Molecular-targeted cancer therapeutics have shown impressive activity in the clinic. Some of the best noted examples include the tyrosine kinase inhibitors imatinib in Philadelphia chromosome-positive chronic myelogenous leukemia (CML) or KIT/PDGFR-mutant gastrointestinal stromal tumors (GISTs) and erlotinib in EGFR-mutant non-small cell lung cancer (NSCLC) (Krause, D. S. and R. A. Van Etten (2005) N. Engl. J. Med. 353(2):172-187). Treatment with these agents has led to dramatic anti-tumor responses in patient populations harboring these molecular abnormalities. However, despite the impressive initial clinical responses, most patients eventually progress due to the acquisition of drug resistance (Engelman, J. A. and J. Settleman (2008) Curr. Opin. Genet. Dev. 18(1):73-79). Identification of mechanisms of resistance have consequently opened the door to more rational drug combinations and the development of “second-generation” inhibitors that can potentially overcome or avoid the emergence of resistance.

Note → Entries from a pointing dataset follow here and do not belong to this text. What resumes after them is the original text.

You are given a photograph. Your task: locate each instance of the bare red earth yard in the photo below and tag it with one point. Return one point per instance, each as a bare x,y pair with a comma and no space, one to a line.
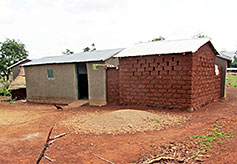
22,137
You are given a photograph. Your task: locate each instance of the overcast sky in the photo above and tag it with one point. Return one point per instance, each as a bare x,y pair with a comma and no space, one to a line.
48,27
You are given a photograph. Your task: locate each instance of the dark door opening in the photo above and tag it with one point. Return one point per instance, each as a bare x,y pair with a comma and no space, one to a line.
82,81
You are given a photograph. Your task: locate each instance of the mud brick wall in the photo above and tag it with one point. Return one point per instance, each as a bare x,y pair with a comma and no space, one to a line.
206,85
112,81
156,81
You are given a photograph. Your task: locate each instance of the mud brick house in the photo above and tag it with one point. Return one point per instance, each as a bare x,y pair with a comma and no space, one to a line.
18,86
64,79
167,74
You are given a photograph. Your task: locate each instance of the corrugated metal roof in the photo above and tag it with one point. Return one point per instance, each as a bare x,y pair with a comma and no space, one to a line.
224,57
163,47
101,55
231,69
230,54
22,61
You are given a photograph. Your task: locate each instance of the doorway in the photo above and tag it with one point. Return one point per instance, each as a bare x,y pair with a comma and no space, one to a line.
82,80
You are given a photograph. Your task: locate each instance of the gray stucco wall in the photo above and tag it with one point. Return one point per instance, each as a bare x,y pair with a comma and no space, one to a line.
60,89
223,63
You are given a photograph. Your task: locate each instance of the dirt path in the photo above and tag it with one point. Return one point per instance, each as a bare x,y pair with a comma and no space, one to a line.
21,139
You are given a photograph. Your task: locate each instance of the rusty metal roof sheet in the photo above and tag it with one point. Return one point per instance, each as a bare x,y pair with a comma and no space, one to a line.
101,55
163,47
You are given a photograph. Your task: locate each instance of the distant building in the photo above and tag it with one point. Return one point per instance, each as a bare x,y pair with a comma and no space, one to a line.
229,54
66,78
15,68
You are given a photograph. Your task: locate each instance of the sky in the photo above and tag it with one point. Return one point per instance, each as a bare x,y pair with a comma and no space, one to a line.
48,27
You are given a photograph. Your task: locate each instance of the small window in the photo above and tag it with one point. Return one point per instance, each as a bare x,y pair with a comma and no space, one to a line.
50,73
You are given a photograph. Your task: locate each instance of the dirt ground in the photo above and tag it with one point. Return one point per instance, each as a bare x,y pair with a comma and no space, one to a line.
24,128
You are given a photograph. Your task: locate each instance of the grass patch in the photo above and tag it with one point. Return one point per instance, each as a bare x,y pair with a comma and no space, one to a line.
216,135
231,80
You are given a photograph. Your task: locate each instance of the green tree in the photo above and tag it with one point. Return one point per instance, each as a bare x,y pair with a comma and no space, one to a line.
67,52
160,38
92,48
11,52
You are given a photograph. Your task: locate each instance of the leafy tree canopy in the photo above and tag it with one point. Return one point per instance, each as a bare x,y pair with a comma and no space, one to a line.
91,48
67,52
11,52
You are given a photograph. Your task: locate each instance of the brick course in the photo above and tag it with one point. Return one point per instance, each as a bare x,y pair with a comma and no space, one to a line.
179,81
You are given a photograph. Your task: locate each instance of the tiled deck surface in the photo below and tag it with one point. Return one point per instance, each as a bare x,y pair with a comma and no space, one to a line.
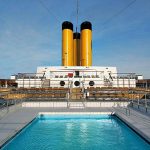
12,122
138,121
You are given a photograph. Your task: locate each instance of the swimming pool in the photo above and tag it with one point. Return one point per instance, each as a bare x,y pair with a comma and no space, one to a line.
77,132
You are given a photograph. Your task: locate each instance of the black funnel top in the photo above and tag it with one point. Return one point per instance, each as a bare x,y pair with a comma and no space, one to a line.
67,25
86,25
76,35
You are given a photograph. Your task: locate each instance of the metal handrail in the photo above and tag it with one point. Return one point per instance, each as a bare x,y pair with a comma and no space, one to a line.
127,110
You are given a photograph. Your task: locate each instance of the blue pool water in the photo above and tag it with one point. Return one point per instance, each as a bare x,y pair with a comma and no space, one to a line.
77,132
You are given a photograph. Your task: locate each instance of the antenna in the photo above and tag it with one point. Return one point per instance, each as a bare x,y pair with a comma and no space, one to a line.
77,16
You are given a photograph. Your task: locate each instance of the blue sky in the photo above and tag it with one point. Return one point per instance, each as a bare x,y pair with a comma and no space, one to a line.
30,35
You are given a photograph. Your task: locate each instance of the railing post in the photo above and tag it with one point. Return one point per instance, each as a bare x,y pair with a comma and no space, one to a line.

Medulloblastoma is a primitive neuroectodermal tumor of the cerebellum that represents the most common brain malignancy in children (Polkinghorn, W. R. and N. J. Tarbell (2007) Nat. Clin. Pract. Oncol. 4(5):295-304). Despite improvements in survival rates, the debilitating side effects of adjuvant radiation represent a major clinical challenge, thus supporting the need for new molecular targeted therapies.

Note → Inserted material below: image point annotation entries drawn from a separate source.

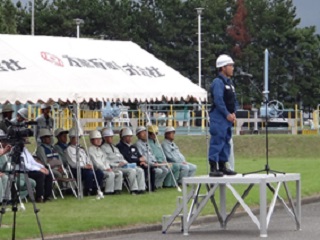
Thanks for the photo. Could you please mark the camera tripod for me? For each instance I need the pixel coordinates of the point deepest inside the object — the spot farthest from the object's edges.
(13, 186)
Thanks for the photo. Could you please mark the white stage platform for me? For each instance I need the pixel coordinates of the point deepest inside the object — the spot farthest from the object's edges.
(265, 182)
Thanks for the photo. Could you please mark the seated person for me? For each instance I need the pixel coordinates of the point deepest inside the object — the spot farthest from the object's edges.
(133, 174)
(46, 153)
(3, 176)
(173, 155)
(113, 178)
(40, 174)
(90, 185)
(158, 153)
(142, 144)
(62, 144)
(131, 155)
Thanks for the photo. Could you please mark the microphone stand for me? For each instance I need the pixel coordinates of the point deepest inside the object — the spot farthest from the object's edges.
(266, 102)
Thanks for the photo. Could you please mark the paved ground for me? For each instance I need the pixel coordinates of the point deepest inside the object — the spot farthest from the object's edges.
(282, 227)
(242, 228)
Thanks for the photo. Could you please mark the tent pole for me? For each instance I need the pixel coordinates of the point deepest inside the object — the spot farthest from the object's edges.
(77, 127)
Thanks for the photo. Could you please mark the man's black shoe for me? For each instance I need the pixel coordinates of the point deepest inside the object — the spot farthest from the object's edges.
(225, 170)
(214, 171)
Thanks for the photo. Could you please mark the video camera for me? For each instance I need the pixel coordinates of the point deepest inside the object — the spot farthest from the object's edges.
(17, 132)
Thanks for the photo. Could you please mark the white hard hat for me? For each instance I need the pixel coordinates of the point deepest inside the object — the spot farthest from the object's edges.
(153, 129)
(23, 112)
(95, 134)
(224, 60)
(126, 132)
(169, 129)
(72, 132)
(107, 132)
(44, 132)
(58, 131)
(140, 129)
(7, 108)
(44, 106)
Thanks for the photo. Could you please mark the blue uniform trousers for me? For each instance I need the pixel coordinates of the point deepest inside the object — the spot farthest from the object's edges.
(220, 130)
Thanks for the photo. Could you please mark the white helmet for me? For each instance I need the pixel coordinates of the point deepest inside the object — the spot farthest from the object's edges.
(44, 132)
(72, 132)
(224, 60)
(140, 129)
(44, 106)
(58, 131)
(126, 132)
(23, 112)
(169, 129)
(2, 133)
(95, 134)
(107, 132)
(153, 129)
(7, 108)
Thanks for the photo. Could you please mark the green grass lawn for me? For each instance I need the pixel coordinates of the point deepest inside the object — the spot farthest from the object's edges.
(291, 154)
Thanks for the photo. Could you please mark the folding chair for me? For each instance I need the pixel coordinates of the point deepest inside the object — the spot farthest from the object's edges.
(69, 180)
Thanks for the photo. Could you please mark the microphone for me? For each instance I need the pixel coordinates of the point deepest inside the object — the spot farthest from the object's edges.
(242, 73)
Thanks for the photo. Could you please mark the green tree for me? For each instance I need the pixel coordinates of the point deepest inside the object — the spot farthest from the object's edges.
(7, 20)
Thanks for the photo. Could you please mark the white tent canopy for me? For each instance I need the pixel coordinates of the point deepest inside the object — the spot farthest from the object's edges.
(43, 69)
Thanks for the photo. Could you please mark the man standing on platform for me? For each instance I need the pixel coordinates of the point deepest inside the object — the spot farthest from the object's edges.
(222, 116)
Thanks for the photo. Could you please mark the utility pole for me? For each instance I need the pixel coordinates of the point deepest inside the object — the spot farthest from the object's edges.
(199, 11)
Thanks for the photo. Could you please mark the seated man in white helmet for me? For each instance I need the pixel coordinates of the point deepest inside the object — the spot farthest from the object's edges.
(90, 185)
(158, 153)
(133, 174)
(43, 121)
(173, 154)
(142, 144)
(131, 155)
(47, 155)
(113, 178)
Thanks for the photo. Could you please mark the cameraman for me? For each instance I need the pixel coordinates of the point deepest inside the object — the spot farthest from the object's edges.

The Hedgehog (Hh) signaling pathway has been directly implicated in the pathogenesis of medulloblastoma. Constitutive Hh signaling, most often due to underlying loss of function mutations in the inhibitory receptor PTCH1, has been demonstrated in approximately 30% of sporadic cases (Zurawel, R. H. et al. (2000) Genes Chromosomes Cancer 27(1):44-51; Kool, M. et al. (2008) PLoS ONE 3(8):e3088; Dellovade, T. et al. (2006) Annu. Rev. Neurosci. 29:539; Rubin, L. L. and F. J. de Sauvage (2006) Nat. Rev. Drug Discov. 5:1026). Mice heterozygous for Ptch1 (Ptch1+/−) can spontaneously develop medulloblastoma and treatment with Hh pathway inhibitors results in tumor elimination and prolonged survival (Goodrich, L. V. et al. (1997) Science 277(5329):1109-1113; Romer, J. T. et al. (2004) Cancer Cell 6(3):229-240). However, it has recently been observed that a patient treated with the novel Hh pathway inhibitor, GDC-0449 initially showed a dramatic response to treatment (Charles M. Rudin et al. (2009) N. Engl. J. Med. (submitted)), only to fail to have a durable response to treatment and a relapse of the tumor.
There is an urgent need in the art to find compounds that modulate SMO activity in such mutant SMO proteins to overcome drug resistance upon treatment with GDC-0449. There is further a need to a method to diagnose patients who may be resistant to treatment either through natural variation of their SMO genotype or through acquired mutation and resistance.